Robo-patients give medicos the edge

RN Anthony Mansfield, left, Dr Richard Accurso, MP Sharon Bird and nurse educator Paola Sheridan-Moules with one of the high-tech training manikins. Photo: ROBERT PEETSource: Illawarra Mercury

A family of robot-type patients that can spurt blood, breathe, blink and give birth on demand is being used to train Illawarra’s medicos.

The lifelike dummies reside in one of two “Sim Labs” inside the recently opened Illawarra Shoalhaven Health Education Centre, on Wollongong’s Loftus Street.

The facility was built using almost $5 million in federal government funding, announced in 2010, and began operating last month.

Its most sophisticated addition is a $95,000 SimMan 3G – a wireless, high-fidelity patient simulator capable of mimicking a raft of bodily reactions.

SimMan 3G yesterday played the part of an emergency patient who had fallen from a ladder.

As he lay on the bed, blood spurted unexpectedly from his head while trainers looked on to see how a team of doctors, nurses and other health professionals would respond.

Trainers looked for details including whether the team would remember to use hand sanitiser.

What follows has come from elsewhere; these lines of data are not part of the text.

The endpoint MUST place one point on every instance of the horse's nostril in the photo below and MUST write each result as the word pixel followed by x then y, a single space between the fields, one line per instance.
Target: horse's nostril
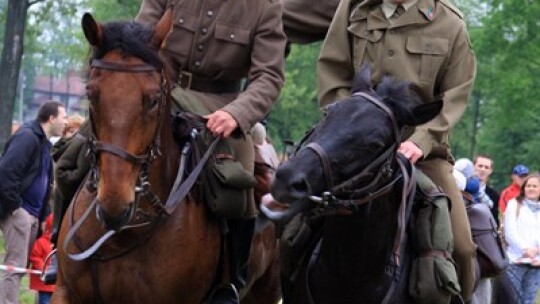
pixel 300 186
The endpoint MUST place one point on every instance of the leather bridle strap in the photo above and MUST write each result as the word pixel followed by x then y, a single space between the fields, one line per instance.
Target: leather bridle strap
pixel 327 167
pixel 120 67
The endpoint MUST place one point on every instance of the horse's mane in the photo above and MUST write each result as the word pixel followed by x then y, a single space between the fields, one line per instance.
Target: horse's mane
pixel 131 38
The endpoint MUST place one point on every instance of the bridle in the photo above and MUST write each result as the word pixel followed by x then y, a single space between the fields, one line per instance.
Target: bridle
pixel 143 187
pixel 349 195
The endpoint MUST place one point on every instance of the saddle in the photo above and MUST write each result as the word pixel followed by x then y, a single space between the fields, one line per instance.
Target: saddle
pixel 491 256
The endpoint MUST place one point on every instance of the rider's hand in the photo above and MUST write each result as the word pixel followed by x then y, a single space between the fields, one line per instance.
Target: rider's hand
pixel 410 150
pixel 530 253
pixel 221 123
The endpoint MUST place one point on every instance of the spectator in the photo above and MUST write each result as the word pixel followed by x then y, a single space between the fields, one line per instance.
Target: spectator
pixel 483 165
pixel 41 249
pixel 466 167
pixel 519 173
pixel 522 226
pixel 25 178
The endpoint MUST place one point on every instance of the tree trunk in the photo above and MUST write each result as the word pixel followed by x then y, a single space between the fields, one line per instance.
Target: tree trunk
pixel 10 64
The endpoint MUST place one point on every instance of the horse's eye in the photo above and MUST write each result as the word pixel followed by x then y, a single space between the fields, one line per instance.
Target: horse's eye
pixel 154 100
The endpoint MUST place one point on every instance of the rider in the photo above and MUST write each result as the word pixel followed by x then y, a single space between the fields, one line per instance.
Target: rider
pixel 213 48
pixel 424 42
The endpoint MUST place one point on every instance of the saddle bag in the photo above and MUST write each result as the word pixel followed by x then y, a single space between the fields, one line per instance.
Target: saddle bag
pixel 490 252
pixel 433 278
pixel 224 183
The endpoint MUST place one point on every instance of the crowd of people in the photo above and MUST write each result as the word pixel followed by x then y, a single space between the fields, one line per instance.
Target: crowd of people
pixel 26 196
pixel 517 212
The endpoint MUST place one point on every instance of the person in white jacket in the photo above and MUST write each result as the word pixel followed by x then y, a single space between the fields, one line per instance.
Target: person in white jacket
pixel 522 232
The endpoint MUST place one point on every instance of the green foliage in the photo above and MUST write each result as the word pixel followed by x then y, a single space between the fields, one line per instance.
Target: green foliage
pixel 296 109
pixel 507 45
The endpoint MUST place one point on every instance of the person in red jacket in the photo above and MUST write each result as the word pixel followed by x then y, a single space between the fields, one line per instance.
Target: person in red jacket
pixel 41 249
pixel 519 173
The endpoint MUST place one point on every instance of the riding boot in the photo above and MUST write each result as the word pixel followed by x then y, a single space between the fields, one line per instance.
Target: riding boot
pixel 240 237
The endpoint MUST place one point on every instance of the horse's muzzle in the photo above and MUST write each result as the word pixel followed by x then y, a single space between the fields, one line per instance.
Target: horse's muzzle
pixel 114 222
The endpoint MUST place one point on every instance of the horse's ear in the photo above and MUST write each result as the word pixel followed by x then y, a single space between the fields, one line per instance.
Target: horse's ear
pixel 93 31
pixel 420 114
pixel 163 28
pixel 362 80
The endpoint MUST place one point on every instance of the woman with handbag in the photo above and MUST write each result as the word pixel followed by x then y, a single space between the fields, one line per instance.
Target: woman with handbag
pixel 521 227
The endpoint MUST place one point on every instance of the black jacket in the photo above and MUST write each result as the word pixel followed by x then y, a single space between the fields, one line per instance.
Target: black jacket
pixel 19 165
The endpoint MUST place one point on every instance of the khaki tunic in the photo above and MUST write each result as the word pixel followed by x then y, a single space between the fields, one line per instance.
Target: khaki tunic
pixel 427 45
pixel 225 41
pixel 306 21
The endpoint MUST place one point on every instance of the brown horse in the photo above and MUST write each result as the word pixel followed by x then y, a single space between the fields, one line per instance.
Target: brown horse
pixel 120 242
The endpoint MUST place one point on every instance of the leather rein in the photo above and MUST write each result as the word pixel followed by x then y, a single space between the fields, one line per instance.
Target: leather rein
pixel 143 188
pixel 349 195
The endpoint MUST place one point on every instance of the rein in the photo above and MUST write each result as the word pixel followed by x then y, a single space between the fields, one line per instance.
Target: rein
pixel 332 201
pixel 143 188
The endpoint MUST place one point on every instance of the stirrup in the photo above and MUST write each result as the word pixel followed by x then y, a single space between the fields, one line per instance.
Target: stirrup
pixel 43 277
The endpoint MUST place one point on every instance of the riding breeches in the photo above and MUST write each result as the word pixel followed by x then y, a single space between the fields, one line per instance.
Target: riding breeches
pixel 440 172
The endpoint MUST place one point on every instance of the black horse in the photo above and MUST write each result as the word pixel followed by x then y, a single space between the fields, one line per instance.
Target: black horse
pixel 352 152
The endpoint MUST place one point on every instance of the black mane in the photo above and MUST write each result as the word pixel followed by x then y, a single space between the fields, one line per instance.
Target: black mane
pixel 131 38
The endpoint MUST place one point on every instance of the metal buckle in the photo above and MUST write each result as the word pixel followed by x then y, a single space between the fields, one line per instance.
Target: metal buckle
pixel 185 79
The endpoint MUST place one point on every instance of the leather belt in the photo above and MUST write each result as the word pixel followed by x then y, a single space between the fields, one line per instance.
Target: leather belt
pixel 189 81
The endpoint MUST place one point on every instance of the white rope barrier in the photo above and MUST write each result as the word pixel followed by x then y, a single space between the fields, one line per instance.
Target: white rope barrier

They observed from a control room concealed behind mirror glass, with the trainees’ every move and sound relayed through an extensive network of cameras and microphones.

The dummies can make programmed noises – SimWoman is capable of painful-sounding birthing sounds – or the trainers can speak for them.

Veeru Jagarlamudi, a trainer at the facility, said the manikins could be used for laparoscopic surgery and could deliver a baby.

“People can collect blood from them, they can give fluid, they can put a drip in,” he said.

“This facility has a complete, fully fledged simulation environment. We need it to be as similar to real life as possible.”

The centre’s nurse educator intensive care, Paola Sheridan-Moules, said it would be used by new doctors, nurses and allied health professionals and as part of ongoing training.

“Everything’s best practice, so when things change we need a safe environment to learn in,” she said.

The centre will allow for four or five different scenarios to run at once and is a significant upgrade of the previous training facility, which allowed for a single scenario at a time.

It is for use by medicos from all hospitals in the Illawarra and Shoalhaven, with sleeping accommodation upstairs for trainers and students who need to stay the night.

The centre’s manager, Pauline Gaetani, said it was an important addition.

“What attracts a lot of [doctors, nurses and allied health professionals] to the hospitals is their teaching and training facilities,” she said.

“If we have got supported teaching and training programs they’re more likely to come here and stay here.”

Funding for the facility came from the $90 million Innovative Clinical Teaching and Training Grants Program, announced in June 2010.

Illawarra MPs Sharon Bird and Stephen Jones toured the site yesterday as part of its official launch.

Health Workforce Australia has contributed $863,000 for the fit-out of the facility, and $500,000 towards staffing costs, administered through the NSW Health Education and Training Institute.